Hazer Group Ltd has announced it has secured more than $2 million in funding to support the next stage of its graphite commercialisation strategy, strengthening its collaboration with the University of Sydney under the Australian Research Council (ARC) Industry Fellowship scheme.

The Perth-based clean technology company said the funding package includes a $1.15 million cash contribution from the ARC. 

The four-year fellowship is aimed at supporting research translation and commercial outcomes in partnership with industry.

In a statement released Monday, Hazer said the fellowship will extend its ongoing collaboration with Professor Yuan Chen, Director of the Advanced Carbon Materials Research Lab at the University of Sydney and Editor of Carbon, an international scientific journal. 

Professor Chen’s team will continue its work on graphite characterisation and application development to support the company’s commercialisation efforts.

“Extending our collaboration with Professor Yuan Chen and the University of Sydney through the ARC Fellowship Program reinforces Hazer’s commitment to innovation and sustainable industrial solutions,” said Hazer CEO and Managing Director Glenn Corrie. 

“Professor Yuan’s research has been invaluable to Hazer over many years and we are very pleased to extend this collaboration.”.

The research follows the successful completion of Hazer’s 2024 Commercial Demonstration Plant (CDP) test program, which produced large volumes of high-purity graphite using Hazer’s proprietary methane pyrolysis process. 

The Hazer Process converts natural gas, LNG and similar feedstocks into low-emissions hydrogen and graphite, using iron ore as a catalyst.

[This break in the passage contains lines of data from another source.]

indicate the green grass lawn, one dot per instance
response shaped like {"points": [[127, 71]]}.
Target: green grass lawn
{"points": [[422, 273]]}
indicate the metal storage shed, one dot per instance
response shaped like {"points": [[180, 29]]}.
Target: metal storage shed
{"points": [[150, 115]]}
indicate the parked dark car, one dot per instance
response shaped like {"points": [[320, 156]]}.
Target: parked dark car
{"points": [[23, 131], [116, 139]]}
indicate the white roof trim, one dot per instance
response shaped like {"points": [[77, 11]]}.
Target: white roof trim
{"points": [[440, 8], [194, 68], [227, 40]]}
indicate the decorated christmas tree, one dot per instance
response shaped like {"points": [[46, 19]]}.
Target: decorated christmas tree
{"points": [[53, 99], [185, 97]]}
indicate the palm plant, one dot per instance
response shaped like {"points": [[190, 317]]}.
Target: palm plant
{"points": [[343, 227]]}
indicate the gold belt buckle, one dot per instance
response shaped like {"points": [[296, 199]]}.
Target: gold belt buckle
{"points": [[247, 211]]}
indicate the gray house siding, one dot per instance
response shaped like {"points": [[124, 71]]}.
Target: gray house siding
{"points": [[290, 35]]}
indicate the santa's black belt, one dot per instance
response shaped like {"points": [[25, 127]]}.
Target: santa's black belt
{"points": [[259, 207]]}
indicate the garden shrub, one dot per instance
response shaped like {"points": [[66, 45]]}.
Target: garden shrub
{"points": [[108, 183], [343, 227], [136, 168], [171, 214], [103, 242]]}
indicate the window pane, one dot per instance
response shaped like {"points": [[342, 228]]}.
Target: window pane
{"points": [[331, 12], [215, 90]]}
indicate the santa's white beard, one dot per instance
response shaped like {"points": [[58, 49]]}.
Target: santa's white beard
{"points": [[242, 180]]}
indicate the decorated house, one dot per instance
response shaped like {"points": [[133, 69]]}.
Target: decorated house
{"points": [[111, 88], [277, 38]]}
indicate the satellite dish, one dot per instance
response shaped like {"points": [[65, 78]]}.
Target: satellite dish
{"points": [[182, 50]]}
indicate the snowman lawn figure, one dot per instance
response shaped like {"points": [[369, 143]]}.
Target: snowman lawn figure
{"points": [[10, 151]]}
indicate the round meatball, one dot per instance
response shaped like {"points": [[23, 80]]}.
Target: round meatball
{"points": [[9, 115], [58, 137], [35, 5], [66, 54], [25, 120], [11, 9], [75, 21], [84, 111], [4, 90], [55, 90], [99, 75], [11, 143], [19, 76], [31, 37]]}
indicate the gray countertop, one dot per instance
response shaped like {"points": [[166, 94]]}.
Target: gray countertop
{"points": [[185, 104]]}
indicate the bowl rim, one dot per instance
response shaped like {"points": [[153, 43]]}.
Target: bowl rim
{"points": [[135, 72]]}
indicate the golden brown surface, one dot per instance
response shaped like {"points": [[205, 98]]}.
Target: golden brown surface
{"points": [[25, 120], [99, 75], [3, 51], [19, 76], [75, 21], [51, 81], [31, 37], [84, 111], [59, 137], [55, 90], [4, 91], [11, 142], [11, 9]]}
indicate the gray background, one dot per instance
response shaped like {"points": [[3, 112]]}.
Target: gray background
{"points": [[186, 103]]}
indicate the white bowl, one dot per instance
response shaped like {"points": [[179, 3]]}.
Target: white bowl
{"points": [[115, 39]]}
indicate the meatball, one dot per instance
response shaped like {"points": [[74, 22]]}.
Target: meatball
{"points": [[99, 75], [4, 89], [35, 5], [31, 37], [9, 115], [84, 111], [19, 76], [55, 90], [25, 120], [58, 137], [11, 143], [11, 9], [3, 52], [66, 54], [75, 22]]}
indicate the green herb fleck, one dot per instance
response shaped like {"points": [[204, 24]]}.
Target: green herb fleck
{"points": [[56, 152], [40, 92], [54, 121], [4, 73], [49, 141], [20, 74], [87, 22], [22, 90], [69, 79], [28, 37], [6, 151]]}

Corrie described graphite as a “unique competitive advantage” of the company’s technology that supports diversified revenue streams and enhances project returns. 

He said Hazer’s graphite and hydrogen products align with the steel industry’s transition to net-zero and that with partners Mitsui and KBR, the company is “poised to deliver low-cost, low-emission hydrogen and graphite at scale.”

According to Hazer, the global graphite market is experiencing strong growth driven by demand from electric vehicles, battery production, and clean energy technologies. Graphite is classified as a critical mineral by Australia, the United States and other economies due to its role in energy storage and other industrial applications.
The company pointed to China’s dominance in global graphite supply – over 80 per cent – and recent export restrictions as factors accelerating the push for domestic alternatives.

Hazer said it is positioned to address these supply chain vulnerabilities through localised, low-emissions graphite production. 

It is currently working with Japanese trading house Mitsui to identify potential applications and offtake opportunities for Hazer graphite, which has shown promise across sectors including iron and steel manufacturing, thermal energy storage, water purification, infrastructure materials, and defence.

The company confirmed that Mitsui representatives recently visited the CDP facility in Perth to advance strategic collaboration discussions.